Today is Saturday, Oct. 26, the 299th day of 2002 with 66 to follow.

The moon is waning.

The morning stars are Mercury, Mars, Jupiter and Saturn.

The evening stars are Venus, Uranus, Neptune and Pluto.

Those born on this date are under the sign of Scorpio. They include Russian revolutionary Leon Trotsky in 1879; gospel singer Mahalia Jackson in 1911; French President Francois Mitterrand in 1916; Mohammad Reza Pahlavi, the last shah of Iran, in 1919; actor Bob Hoskins in 1942 (age 60); author Pat Conroy in 1945 (age 57); TV personality Pat Sajak and filmmaker Ivan Reitman, both in 1946 (age 56); Sen. Hillary Rodham Clinton, wife of former President Bill Clinton, in 1947 (age 55); and actors Jaclyn Smith in 1948 (age 54) Cary Elwes ("Twister") and Dylan McDermott ("The Practice"), both in 1962 (age 40); and singer Natalie Merchant in 1963 (age 38).


On this date in history:

In 1906, workers in St. Petersburg set up the first Russian "soviet," or council.

In 1920, the Lord Mayor of Cork, Ireland, Terence McSwiney, died after a two-and-a-half-month hunger strike in a British prison cell, demanding independence for Ireland.
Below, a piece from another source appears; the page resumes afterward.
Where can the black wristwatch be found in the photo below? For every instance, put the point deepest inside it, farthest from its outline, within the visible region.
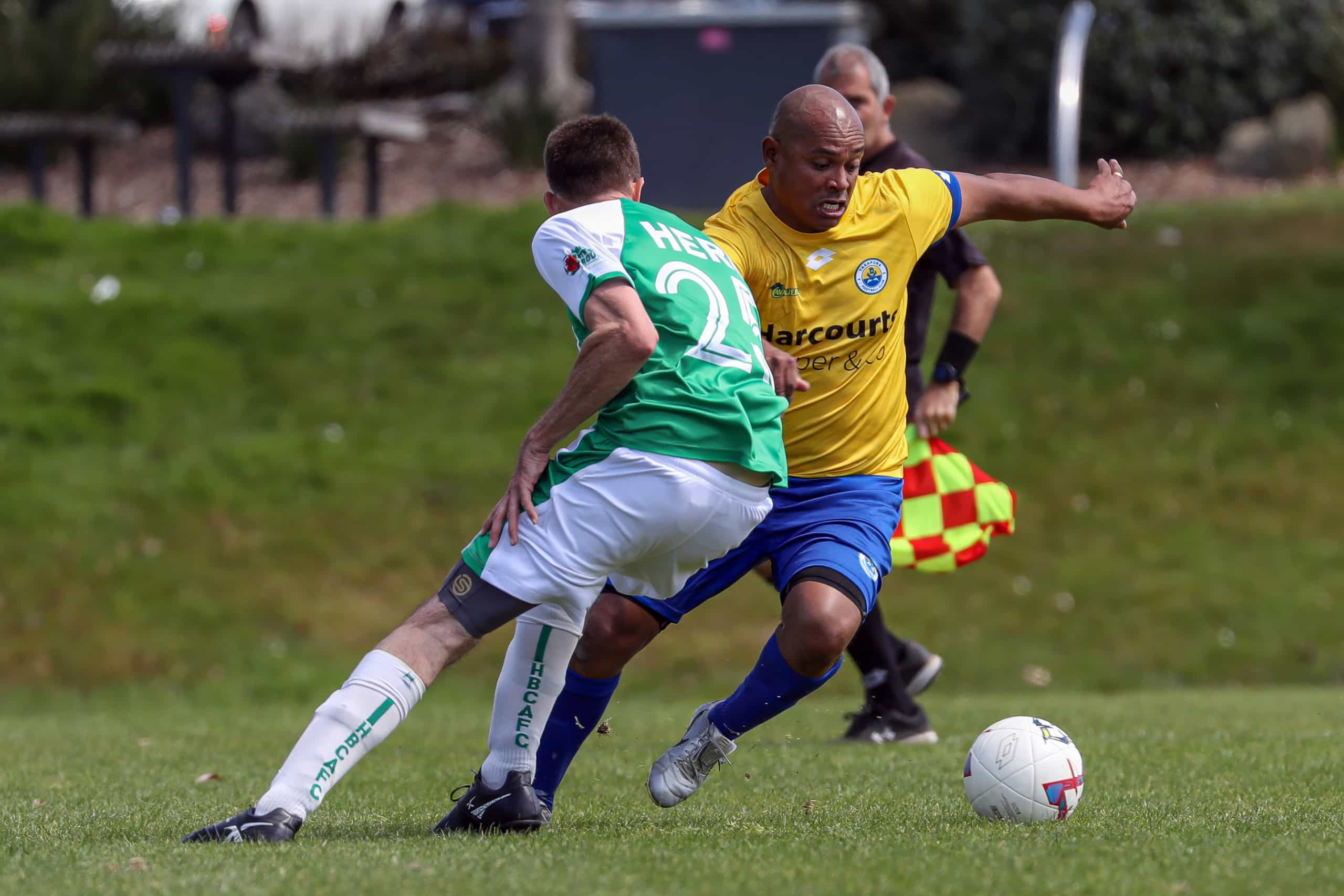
(945, 373)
In 1942, Japanese warships sank the aircraft carrier USS Hornet off the Solomon Islands.

In 1944, after four days of furious fighting, the World War II Battle of Leyte Gulf, the largest air-naval battle in history, ended with a decisive American victory over the Japanese.

In 1979, South Korean President Park Chung Hee was assassinated by the director of the Korean Central Intelligence Agency.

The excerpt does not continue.